Melhorar as condições de saúde do cidadão pessoense é um dos maiores desafios da Prefeitura Municipal de João Pessoa (PMJP). Empenhada nessa missão, a PMJP tem realizado várias ações através da Secretaria Municipal de Saúde (SMS) visando atender a um público cada vez maior de forma mais eficiente.

A rede pública de saúde do município conta hoje com 1.281 médicos. Programas como o Mais Médicos e o Programa de Valorização do Profissional da Atenção Básica (Provab) acabaram com a falta de médicos nas USF. São 24 médicos do Programa Mais Médicos, 33 do Provab, 30 da residência médica e 15 da residência médica em saúde da família.

A atenção básica conta com 207 médicos, entre contratados, residentes e itinerantes. Outros 24 médicos estão no serviço de atenção domiciliar e 748 nos hospitais da rede pública. Os Centros de Assistência Integral à Saúde (Cais), os Centros de Atenção Psicossocial (Caps) e os Centros de Assistência Integral à Saúde do Idoso (Caisi) formam a rede especializada, com 110 médicos.

A rede de atendimento pré-hospitalar, formada pelas Unidades de Pronto Atendimento (UPA) e o Samu, conta com 93 médicos, sendo 29 nas UPA e 64 no Samu. A rede de saúde do município conta ainda com 342 dentistas.
O Serviço de Atendimento Móvel de Urgência (Samu) agora conta com 23 novas ambulâncias para atender a região metropolitana de João Pessoa, o que significa uma renovação total da frota.
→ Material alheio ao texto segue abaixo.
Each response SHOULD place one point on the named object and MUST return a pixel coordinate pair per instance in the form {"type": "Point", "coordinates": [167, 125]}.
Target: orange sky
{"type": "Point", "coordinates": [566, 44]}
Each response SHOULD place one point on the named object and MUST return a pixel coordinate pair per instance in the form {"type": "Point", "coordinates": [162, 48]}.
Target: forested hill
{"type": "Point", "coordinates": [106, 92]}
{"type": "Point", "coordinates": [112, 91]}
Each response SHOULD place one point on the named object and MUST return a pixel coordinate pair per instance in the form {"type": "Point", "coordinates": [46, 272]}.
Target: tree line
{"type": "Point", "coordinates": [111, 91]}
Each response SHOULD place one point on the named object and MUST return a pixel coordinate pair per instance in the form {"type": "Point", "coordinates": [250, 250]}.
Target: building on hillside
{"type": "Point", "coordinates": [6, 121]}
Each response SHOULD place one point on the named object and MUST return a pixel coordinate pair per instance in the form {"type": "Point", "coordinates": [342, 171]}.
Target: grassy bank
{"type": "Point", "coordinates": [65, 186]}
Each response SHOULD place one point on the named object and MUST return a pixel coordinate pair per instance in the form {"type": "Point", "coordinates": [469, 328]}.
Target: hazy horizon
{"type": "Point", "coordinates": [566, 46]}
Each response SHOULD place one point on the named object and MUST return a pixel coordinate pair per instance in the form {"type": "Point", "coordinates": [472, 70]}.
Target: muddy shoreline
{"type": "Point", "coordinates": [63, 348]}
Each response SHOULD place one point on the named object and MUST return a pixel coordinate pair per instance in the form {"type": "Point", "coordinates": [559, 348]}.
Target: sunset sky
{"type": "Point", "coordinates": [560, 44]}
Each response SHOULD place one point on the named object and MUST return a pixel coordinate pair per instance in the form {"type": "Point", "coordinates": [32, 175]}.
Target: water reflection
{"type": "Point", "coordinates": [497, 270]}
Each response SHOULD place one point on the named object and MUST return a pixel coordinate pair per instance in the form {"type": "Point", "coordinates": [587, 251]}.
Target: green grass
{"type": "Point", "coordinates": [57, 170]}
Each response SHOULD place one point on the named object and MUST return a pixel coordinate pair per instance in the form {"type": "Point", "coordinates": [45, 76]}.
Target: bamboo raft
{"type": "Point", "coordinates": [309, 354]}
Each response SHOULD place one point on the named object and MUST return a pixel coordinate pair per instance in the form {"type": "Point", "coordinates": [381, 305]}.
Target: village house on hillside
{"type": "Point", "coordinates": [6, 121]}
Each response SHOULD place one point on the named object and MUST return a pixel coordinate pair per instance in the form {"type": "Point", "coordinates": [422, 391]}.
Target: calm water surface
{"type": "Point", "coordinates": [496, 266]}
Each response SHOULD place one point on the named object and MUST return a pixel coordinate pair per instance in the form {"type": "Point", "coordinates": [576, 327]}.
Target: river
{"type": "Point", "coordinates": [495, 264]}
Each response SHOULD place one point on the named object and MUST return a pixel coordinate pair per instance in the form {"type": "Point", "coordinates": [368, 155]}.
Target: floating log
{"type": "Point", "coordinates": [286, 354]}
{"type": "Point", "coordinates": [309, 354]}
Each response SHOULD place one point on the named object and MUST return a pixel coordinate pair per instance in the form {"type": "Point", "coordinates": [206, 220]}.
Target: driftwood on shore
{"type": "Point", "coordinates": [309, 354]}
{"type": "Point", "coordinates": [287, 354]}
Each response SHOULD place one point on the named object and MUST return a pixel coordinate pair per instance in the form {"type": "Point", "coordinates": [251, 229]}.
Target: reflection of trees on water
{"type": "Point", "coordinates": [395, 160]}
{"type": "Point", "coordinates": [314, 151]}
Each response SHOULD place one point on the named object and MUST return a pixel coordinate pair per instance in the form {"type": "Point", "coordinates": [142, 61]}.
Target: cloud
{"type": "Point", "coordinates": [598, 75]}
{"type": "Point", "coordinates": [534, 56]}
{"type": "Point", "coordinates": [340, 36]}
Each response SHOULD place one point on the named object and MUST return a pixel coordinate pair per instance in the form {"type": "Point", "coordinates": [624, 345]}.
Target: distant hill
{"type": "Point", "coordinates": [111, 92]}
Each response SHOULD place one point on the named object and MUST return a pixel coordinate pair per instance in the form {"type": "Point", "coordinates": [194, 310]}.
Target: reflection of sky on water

Para possibilitar um diálogo aberto com cada categoria de serviço de saúde, foi criada a Mesa Municipal de Negociação Permanente do SUS em João Pessoa. O intuito é melhorar as condições de trabalho dos profissionais da área e, consequentemente, o atendimento à população. A prefeitura regulamentou a jornada de trabalho de 30 horas semanais para os profissionais de enfermagem e psicologia.